4sur5 Après Ring, petite anecdote du genre, Dark Water engendrait la consécration critique de Hideo Nakata en 2003. Il y a pourtant quelques raisons qui pourraient inciter à n'allez qu'à reculons vers Dark Water : une raison surtout, ce Ring justement, petite anecdote de genre, parfois séduisante dans la forme, foncièrement obsolète en général. Le titre est devenu un manne, suscitant un phénomène social nippon, puis une suite avant deux remakes américains, postérieurs à Dark Water.
Dark Water, pourtant, inversera les certitudes des plus sceptiques, tant le film atteste d'une approche du fantastique salvatrice, envisageant le genre avec une assurance débarrassée de toutes les scories en atténuant l'impact dont il s'est abusivement paré depuis le nivellement par le teenage-movie engendrés malgré lui par Wes Craven (Les Griffes de la Nuit, Scream). Ce que Ring ne parvenait pas vraiment à sous-tendre, Dark Water l'affirme frontalement : Nakata n'est jamais si bon que lorsqu'il s'arrête sur un drame humain et le plonge dans un cadre réaliste.

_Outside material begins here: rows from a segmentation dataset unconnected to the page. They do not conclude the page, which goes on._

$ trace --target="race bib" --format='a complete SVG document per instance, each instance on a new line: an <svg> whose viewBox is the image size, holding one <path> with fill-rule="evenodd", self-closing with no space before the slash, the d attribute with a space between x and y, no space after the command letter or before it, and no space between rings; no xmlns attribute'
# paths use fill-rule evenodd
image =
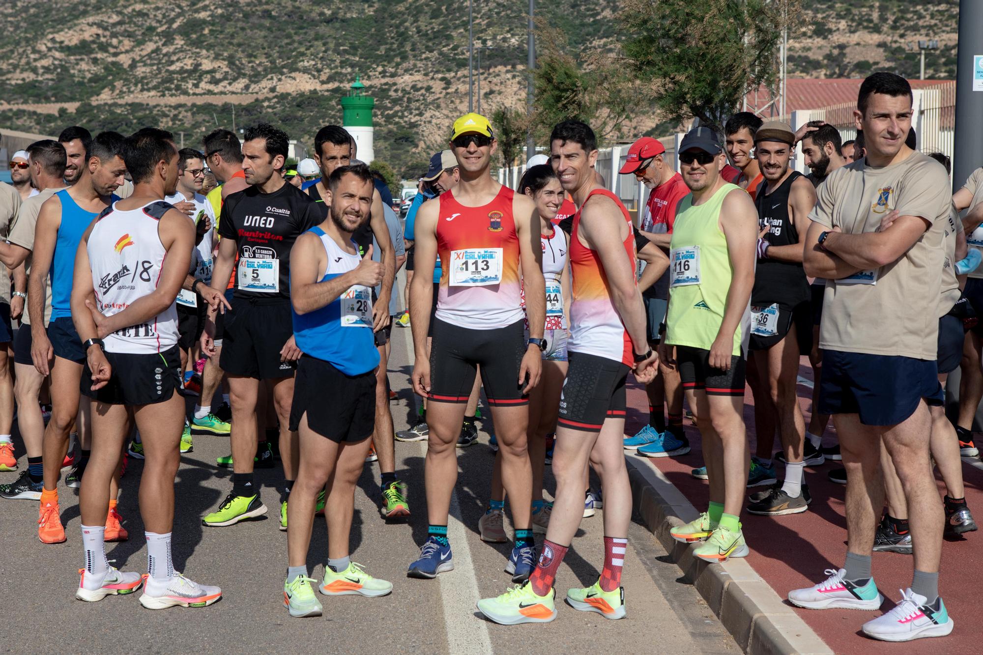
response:
<svg viewBox="0 0 983 655"><path fill-rule="evenodd" d="M280 290L280 261L239 258L239 288L258 293L278 293Z"/></svg>
<svg viewBox="0 0 983 655"><path fill-rule="evenodd" d="M341 294L341 327L372 328L372 289L356 284Z"/></svg>
<svg viewBox="0 0 983 655"><path fill-rule="evenodd" d="M669 253L672 267L669 285L690 286L700 283L700 247L673 248Z"/></svg>
<svg viewBox="0 0 983 655"><path fill-rule="evenodd" d="M755 336L775 336L779 333L779 304L756 307L751 305L751 333Z"/></svg>
<svg viewBox="0 0 983 655"><path fill-rule="evenodd" d="M488 286L501 281L501 248L450 252L450 286Z"/></svg>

Il a gardé de son film-phare cette propension à une mise en scène précise et sobre, mais évacué toutes les lourdeurs du pitsch mystique poussif. Encore les apparitions furtives, les spectres sur vidéo, mais le geste est discret. C'est depuis ce quotidien morose et déglingué que le malaise peut se permettre d'étreindre la pellicule. Dark Water est un film dont on ne voit pas le monstre : il n'y a qu'un très beau portrait de femme, son combat pour la garde définitive de sa fille, un environnement vétuste [l'état de l'immeuble, la discipline dispensée par les enseignants de l'enfant]. C'est la fragilité d'un personnage se débattant contre l'incertitude dans laquelle elle avance contrainte qui distille une telle étrangeté. In fine, la chronique sociale et quotidienne (aucune esbroufe ''sociologique'', un propos épuré sur l'atrocité indissoluble de la condition enfantine) est un bien meilleur support du style rétro-fantastique de Nakata. Sa mise en scène douce et radicale s'y accorde avec allégresse.
La démarche formaliste, cette façon de remettre le motif horrifique aux croyances évoquent parfois le travail de Shyamalan, mais ce dernier ne sait que trop peu éveiller l'envoûtement, trop occupé à soigner le fond à des impératifs consensuels avant de leur abandonner la forme. Nakata lui se soucie moins de conformer Dark Water à son genre, il ne se soucie même pas d'esbroufe thématique. Par son minimalisme rigoureux et la dimension presque viscérale du traitement, Dark Water rappelle plutôt le Polanski première période. Du cinéma qui parvient à faire redouter les forces de l'invisible, c'est rare.